Top Satyam executives have struggled to reassure investors, employees and clients since news of the scandal broke.
Satyam Computer Services Ltd employs 53,000 people — among the 2 million Indians working in the country's booming high-tech industry, which last year brought in an estimated $40 billion. Satyam's clients include a slew of Fortune 500 companies including Nestle, General Electric and Ford Motors.
Ram Mynampati, the company's interim head, said the company's top executives relied on audited accounts and were "shocked" by Raju's admissions.
The company's chief financial officer V. Srinivas resigned Thursday.
Meanwhile, Archana Uttapa, a company spokeswoman, denied Indian media reports that Satyam was considering firing 10,000 of its 53,000 employees.
"There is no such move," she said.
Employee salaries have been paid through December and cleared for the month of January as well, she told The Associated Press.

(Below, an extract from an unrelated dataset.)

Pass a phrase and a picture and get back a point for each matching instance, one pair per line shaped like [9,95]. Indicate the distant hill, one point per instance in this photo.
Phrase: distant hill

IT companies hit by downturn
The scandal comes at a delicate time for India's information technology companies, which are struggling against a global slowdown and waning economic growth at home. India's IT firms derive 40 percent of their global revenues from financial services clients.
Andhra Pradesh's chief minister wrote Thursday to Prime Minister Manmohan Singh asking him to appoint a management team that could restore confidence in the company and help protect its employees and investors.
Analysts said recent hopes that Satyam could survive by being taken over had been dashed.
"The largest scandal in India's corporate history calls into question the viability of the company as an independent entity," consultancy Forrester said in a Jan. 8 research note.
"As a result, sourcing and IT executives need to actively review their exposure to the company and their options as a cloud of uncertainty hangs over the company."
Holders of the company's U.S.-listed shares — which have been halted from trading on the New York Stock Exchange while regulators investigate — have filed two class action suits against Satyam, the law firms representing the investors said in separate statements.
The suits filed by Vianale & Vianale LLP and Izard Noble LLP allege Satyam and its top executives issued false and misleading financial statements and violated federal securities laws, the statements on their Web sites said.